I don't think the ultimate goal is to mimic what userspace does;
especially when it comes to default actions.
To me, the ultimate goal (*) is to make it possible for kthread to be able
to decide whether it wants "some kind of default behavior" (however that'd
be defined), or "ignore all", or "just handle this set of signals with
these handlers", and make API for this that would avoid every kthread
implementing its own complete signal handling.
(*) Well, the ultimate goal really is to bring sanity to how kthreads are
handling their main loop. Trying to bring some consistency to how
kthreads are handling signals is just an (optional) added value on
top of that.
> While we do have several kthread signal users, they aren't too many and
> majority of them use it to allow userland to tell it to shutdown and
Yeah.
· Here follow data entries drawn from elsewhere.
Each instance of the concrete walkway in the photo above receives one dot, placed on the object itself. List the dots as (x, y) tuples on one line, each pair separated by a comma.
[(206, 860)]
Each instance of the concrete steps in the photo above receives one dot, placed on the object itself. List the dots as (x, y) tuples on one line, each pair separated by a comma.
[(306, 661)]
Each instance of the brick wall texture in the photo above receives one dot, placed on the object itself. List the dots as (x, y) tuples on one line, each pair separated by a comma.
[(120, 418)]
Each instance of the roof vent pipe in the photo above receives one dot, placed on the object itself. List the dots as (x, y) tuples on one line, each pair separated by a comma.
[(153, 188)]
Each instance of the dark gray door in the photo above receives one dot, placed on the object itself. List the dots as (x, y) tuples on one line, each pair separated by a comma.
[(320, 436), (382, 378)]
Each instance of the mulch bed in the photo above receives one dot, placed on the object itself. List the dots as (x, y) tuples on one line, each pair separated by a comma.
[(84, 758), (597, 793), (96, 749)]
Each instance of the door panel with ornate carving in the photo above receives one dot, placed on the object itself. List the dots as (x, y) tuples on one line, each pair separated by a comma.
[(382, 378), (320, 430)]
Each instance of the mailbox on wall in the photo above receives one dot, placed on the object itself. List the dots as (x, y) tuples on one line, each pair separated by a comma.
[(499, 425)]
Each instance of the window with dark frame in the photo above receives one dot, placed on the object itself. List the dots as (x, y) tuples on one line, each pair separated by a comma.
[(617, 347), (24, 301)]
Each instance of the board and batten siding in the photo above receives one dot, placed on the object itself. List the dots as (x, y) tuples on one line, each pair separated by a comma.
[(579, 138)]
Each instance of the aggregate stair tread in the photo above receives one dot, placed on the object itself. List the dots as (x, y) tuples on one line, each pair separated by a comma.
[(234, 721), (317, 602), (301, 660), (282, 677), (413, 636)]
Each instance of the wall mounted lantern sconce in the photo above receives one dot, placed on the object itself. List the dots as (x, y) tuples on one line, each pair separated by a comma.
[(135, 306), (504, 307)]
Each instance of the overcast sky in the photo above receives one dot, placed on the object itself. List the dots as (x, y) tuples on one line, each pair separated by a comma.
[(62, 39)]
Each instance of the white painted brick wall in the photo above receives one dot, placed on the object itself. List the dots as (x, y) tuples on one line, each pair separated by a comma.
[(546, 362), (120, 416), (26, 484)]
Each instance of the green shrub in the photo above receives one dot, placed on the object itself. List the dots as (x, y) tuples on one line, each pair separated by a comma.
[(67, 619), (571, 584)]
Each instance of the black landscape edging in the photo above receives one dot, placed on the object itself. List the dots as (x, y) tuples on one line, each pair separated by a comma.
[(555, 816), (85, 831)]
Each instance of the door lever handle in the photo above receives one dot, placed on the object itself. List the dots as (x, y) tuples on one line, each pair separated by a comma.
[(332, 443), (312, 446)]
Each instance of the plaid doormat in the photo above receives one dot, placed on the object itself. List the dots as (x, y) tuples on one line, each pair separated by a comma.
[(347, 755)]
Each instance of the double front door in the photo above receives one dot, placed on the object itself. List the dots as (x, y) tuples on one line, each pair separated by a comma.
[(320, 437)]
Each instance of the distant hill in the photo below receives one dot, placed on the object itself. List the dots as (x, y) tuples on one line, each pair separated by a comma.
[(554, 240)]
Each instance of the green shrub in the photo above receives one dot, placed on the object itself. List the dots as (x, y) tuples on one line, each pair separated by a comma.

Via SIGKILL. Or SIGTERM. Or SIGINT. Or SIGQUIT. Not really
consistent either.
> there seem to be a couple which use HUP/USR1 to cancel whatever it's
> processing / waiting on at the moment. Hmmm... jffs uses STOP/CONT too.
> I don't know how this should be done but let's please try to
>
> 1. Encourage uniform behaviors across the signals.
Fully agreed.
> 2. Ultimately discourage usage of signals on kthreads as this closely
> ties implementation detail (use of single kthread) to the userland
> visible interface in a way where we can't easily get back out of.
> For example, what if jffs needs its gc workers to be multi-threaded
> and per-NUMA for high-iops devices later on?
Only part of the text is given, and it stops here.